This study investigates methanol formation activity on sheet-like H⁺-ferrierite (Nano-FER) compared to commercial ferrierite (Com-FER), and examines Al distribution, Cu locations, and N₂O binding using in situ diffuse reflectance infra-red spectroscopy (DRIFTS), nuclear magnetic resonance (NMR) and density functional theory (DFT) analyses.

XRD analysis of Nano-H⁺-FER and Com-H⁺-FER reveals characteristic diffraction peaks of the FER-type zeolite, whose crystal structure is orthorhombic and belongs to the Immm space group. The relative XRD intensity values of Nano-H⁺-FER on the (200), (020), and (101) planes indicate enhanced crystal growth in the [010] direction, along with reduced thickness in the [100] direction. Hence, the crystals grow predominantly in the bc plane, which reduces the concentration of straight 10MR channels (Fig. 1a and b).
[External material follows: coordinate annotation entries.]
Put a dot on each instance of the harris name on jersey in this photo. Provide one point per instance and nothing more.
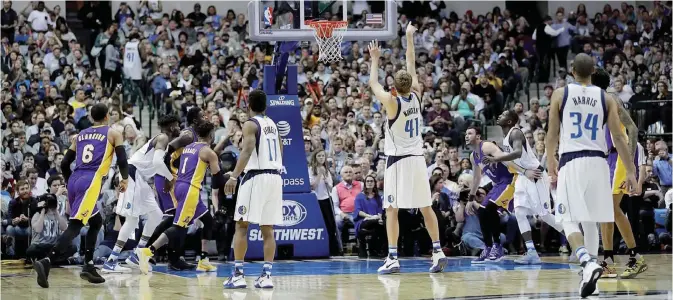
(583, 100)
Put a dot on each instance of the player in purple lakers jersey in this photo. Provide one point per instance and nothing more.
(139, 199)
(636, 263)
(500, 196)
(92, 152)
(195, 159)
(165, 191)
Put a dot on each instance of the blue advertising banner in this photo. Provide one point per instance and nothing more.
(284, 110)
(303, 227)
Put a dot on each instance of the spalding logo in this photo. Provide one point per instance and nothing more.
(293, 213)
(283, 128)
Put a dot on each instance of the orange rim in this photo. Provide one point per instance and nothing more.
(324, 28)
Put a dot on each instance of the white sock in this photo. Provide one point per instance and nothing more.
(591, 237)
(115, 253)
(582, 254)
(551, 221)
(128, 229)
(530, 246)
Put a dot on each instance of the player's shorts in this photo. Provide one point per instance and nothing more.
(501, 194)
(260, 198)
(189, 207)
(583, 188)
(407, 184)
(139, 197)
(532, 194)
(617, 173)
(83, 192)
(165, 199)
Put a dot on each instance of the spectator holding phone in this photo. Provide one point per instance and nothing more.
(18, 213)
(47, 226)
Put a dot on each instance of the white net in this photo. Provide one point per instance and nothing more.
(329, 36)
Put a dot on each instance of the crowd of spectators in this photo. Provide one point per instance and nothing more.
(471, 67)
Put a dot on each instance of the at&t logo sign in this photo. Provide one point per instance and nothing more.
(293, 213)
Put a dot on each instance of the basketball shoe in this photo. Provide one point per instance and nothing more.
(90, 273)
(390, 265)
(144, 255)
(439, 261)
(483, 256)
(496, 254)
(236, 281)
(591, 272)
(204, 265)
(634, 267)
(113, 267)
(530, 258)
(608, 270)
(264, 281)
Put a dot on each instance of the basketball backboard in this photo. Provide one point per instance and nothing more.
(286, 20)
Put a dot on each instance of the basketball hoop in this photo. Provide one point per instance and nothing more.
(329, 35)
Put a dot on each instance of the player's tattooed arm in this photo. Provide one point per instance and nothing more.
(476, 178)
(181, 141)
(384, 97)
(619, 138)
(68, 158)
(631, 127)
(553, 131)
(122, 162)
(411, 58)
(160, 144)
(516, 139)
(247, 146)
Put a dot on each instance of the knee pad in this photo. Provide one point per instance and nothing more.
(207, 230)
(96, 222)
(175, 232)
(522, 220)
(571, 228)
(153, 220)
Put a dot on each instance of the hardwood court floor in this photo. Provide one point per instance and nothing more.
(347, 278)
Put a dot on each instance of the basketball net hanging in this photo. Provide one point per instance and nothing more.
(329, 35)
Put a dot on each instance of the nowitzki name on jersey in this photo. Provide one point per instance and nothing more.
(582, 100)
(91, 136)
(411, 111)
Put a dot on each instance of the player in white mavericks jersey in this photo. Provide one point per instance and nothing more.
(260, 192)
(531, 191)
(138, 199)
(133, 68)
(407, 184)
(577, 118)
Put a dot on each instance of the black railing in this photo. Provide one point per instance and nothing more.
(653, 116)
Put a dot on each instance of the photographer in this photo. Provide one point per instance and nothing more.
(47, 227)
(224, 213)
(18, 212)
(442, 205)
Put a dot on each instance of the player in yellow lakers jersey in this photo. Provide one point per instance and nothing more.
(92, 152)
(636, 263)
(166, 194)
(195, 159)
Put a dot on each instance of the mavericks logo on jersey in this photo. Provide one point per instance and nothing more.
(284, 130)
(293, 213)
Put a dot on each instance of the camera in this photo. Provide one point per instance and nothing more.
(50, 200)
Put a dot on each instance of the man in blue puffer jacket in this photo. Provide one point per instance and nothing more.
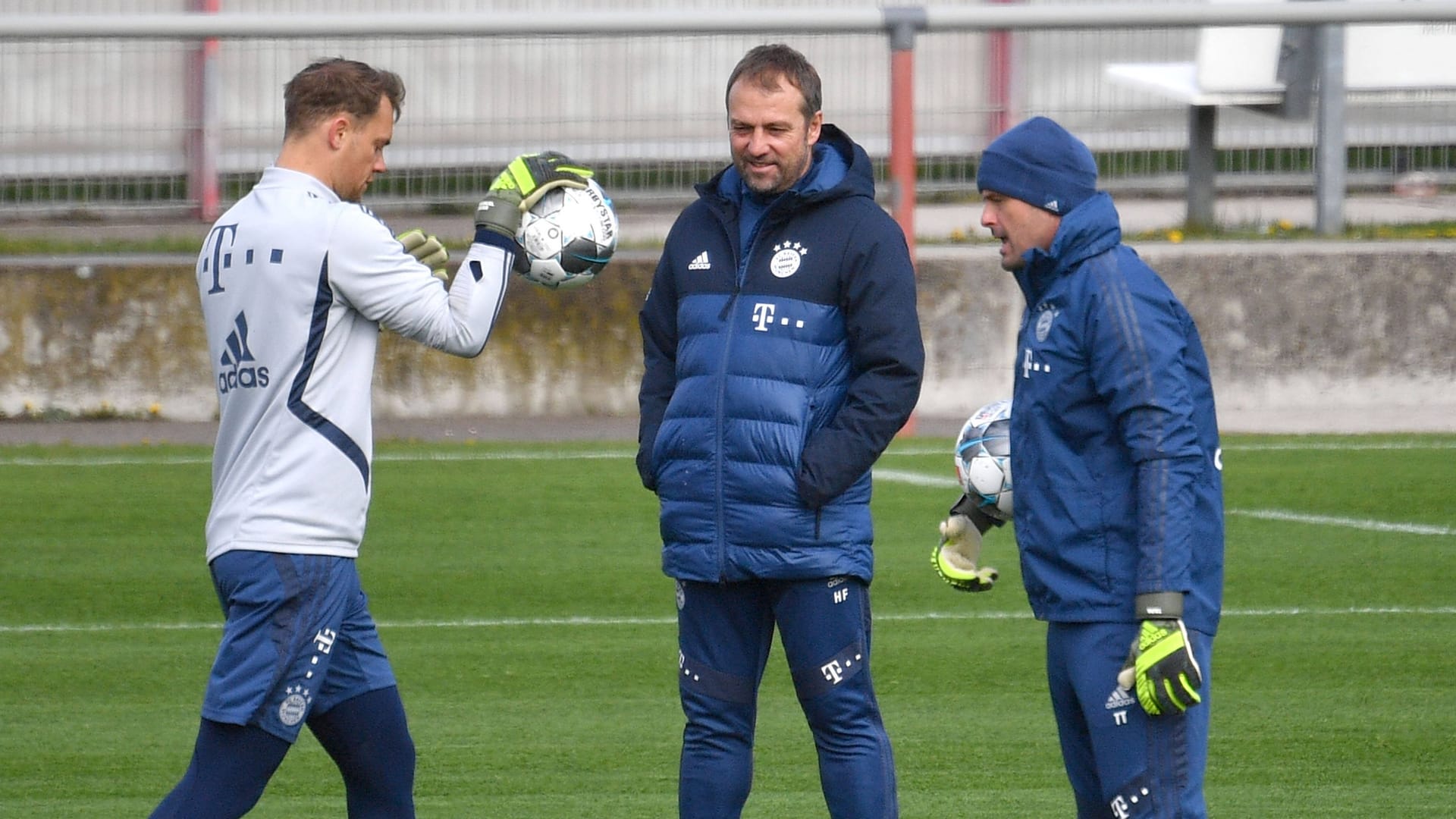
(783, 353)
(1119, 494)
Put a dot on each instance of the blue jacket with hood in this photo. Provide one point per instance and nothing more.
(778, 368)
(1114, 438)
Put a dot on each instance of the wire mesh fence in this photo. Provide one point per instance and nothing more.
(107, 124)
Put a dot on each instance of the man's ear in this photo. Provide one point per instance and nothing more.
(338, 129)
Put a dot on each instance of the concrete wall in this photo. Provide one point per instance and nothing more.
(1302, 337)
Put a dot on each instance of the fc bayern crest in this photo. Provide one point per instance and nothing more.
(294, 706)
(1044, 319)
(785, 261)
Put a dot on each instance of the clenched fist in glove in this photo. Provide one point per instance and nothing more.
(427, 251)
(1161, 665)
(960, 550)
(523, 183)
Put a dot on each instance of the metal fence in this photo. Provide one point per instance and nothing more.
(101, 124)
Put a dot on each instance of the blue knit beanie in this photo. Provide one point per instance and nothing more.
(1040, 164)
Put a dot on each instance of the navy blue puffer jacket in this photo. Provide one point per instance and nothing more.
(775, 375)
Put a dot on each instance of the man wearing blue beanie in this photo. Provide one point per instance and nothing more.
(1119, 512)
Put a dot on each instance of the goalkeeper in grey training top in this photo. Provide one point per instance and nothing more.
(1119, 509)
(296, 281)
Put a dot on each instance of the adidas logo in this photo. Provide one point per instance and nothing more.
(1120, 698)
(237, 350)
(235, 356)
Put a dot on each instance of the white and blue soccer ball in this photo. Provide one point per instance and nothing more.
(983, 458)
(568, 237)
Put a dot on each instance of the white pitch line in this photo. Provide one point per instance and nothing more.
(1346, 522)
(610, 621)
(617, 453)
(386, 457)
(922, 480)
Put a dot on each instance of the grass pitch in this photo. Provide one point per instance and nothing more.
(519, 594)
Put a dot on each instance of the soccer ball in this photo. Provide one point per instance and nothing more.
(568, 237)
(983, 458)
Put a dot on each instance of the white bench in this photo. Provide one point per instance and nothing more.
(1242, 66)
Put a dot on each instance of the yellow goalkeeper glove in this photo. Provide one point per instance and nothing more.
(1161, 665)
(427, 251)
(523, 183)
(956, 557)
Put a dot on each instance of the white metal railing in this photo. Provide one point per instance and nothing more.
(644, 91)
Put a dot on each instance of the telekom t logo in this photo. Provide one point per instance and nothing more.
(762, 316)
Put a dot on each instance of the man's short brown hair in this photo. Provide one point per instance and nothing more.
(764, 64)
(337, 86)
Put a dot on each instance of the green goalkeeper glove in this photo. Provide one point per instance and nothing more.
(1161, 664)
(954, 558)
(523, 183)
(427, 251)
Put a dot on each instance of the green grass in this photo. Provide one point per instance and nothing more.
(1332, 673)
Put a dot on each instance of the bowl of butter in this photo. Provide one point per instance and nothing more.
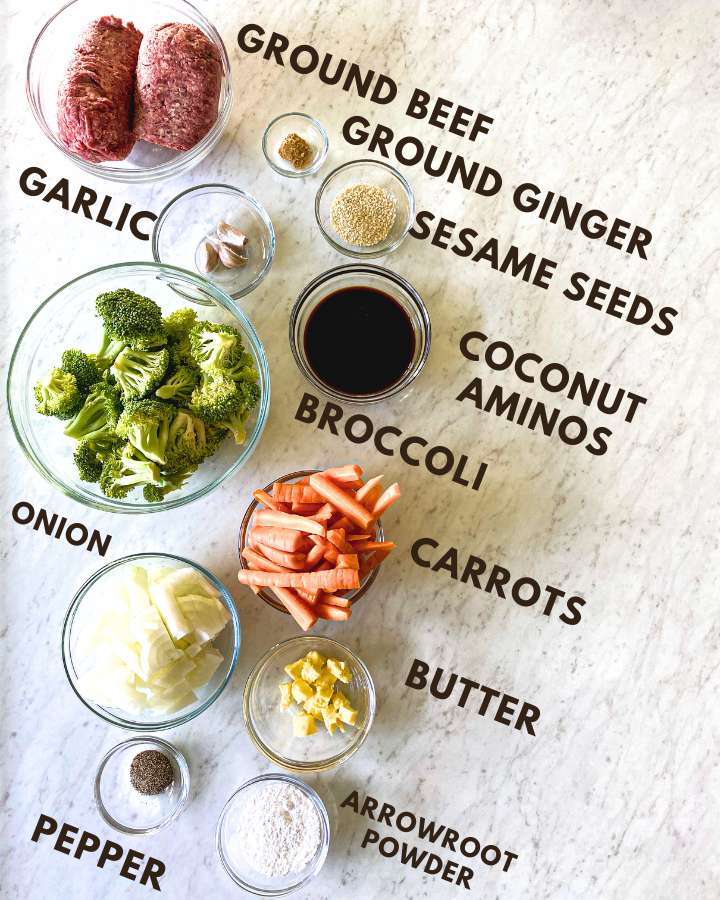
(309, 704)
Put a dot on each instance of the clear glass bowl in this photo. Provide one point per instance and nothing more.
(246, 524)
(125, 809)
(78, 616)
(270, 726)
(365, 171)
(194, 215)
(52, 51)
(361, 275)
(237, 866)
(68, 319)
(309, 129)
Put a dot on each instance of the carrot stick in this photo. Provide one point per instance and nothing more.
(295, 493)
(315, 555)
(330, 581)
(343, 473)
(305, 509)
(258, 561)
(330, 611)
(344, 523)
(336, 536)
(296, 561)
(331, 554)
(298, 609)
(387, 498)
(324, 514)
(342, 500)
(347, 561)
(369, 492)
(334, 600)
(373, 545)
(279, 538)
(287, 520)
(266, 500)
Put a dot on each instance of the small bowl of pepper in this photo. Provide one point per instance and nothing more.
(295, 145)
(142, 785)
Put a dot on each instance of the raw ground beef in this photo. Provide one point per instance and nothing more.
(95, 98)
(179, 75)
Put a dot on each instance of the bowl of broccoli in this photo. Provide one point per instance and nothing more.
(129, 398)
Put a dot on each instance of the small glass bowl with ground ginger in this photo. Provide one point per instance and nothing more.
(295, 145)
(365, 208)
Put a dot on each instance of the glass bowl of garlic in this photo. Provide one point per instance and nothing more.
(220, 232)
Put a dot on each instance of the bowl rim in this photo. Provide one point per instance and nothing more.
(230, 189)
(245, 522)
(181, 717)
(321, 157)
(165, 747)
(330, 762)
(108, 504)
(180, 163)
(319, 805)
(371, 252)
(360, 267)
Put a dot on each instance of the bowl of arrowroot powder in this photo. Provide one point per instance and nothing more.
(365, 208)
(273, 835)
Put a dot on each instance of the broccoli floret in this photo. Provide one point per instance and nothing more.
(98, 416)
(215, 398)
(187, 440)
(153, 494)
(82, 367)
(108, 352)
(132, 318)
(139, 372)
(126, 469)
(146, 425)
(57, 395)
(179, 323)
(180, 385)
(88, 461)
(215, 346)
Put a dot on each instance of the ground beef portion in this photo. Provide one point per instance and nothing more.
(179, 74)
(96, 95)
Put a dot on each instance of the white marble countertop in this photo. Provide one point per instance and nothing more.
(615, 105)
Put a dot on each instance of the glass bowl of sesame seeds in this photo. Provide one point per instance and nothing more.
(365, 208)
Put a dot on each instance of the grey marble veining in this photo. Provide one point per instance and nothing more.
(613, 104)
This orientation is further confirmed by TEM analysis of Nano-H⁺-FER, which shows a measured d-spacing of 0.94 nm (Fig. S2d, ESI†), consistent with the (200) plane d-spacing and indicative of crystal alignment along the bc plane.²⁴ SEM analysis showed that the thickness of the nano-sheets ranged from approximately 40 to 60 nm (Fig. 1c), while TEM imaging revealed that individual sheets can be as thin as ∼10 nm (Fig. S2, ESI†). Com-FER crystals exhibit more uniform crystal lengths in all three directions, with sizes varying between 500 nm and 1 μm (Fig. 1d). The ²⁷Al MAS NMR spectra of Com-NH₄⁺-FER showed that only 2% of Al atoms were in octahedral coordination (Fig. S3, ESI†). Among the tetrahedrally coordinated Al atoms, 53% were located at the T4 site (56–58 ppm²⁵), and 21% at the T3 site (55 ppm, Fig. 1e). In contrast, Nano-H⁺-FER exhibited 13% extra-framework Al (octahedrally coordinated), attributed to NH₄⁺-exchange and subsequent heat treatment (Fig. S3c, ESI†). Of the tetrahedrally coordinated Al atoms, 82% were located at the T4 site and 14% at the T3 site (Fig. 1e and Table S1, ESI†).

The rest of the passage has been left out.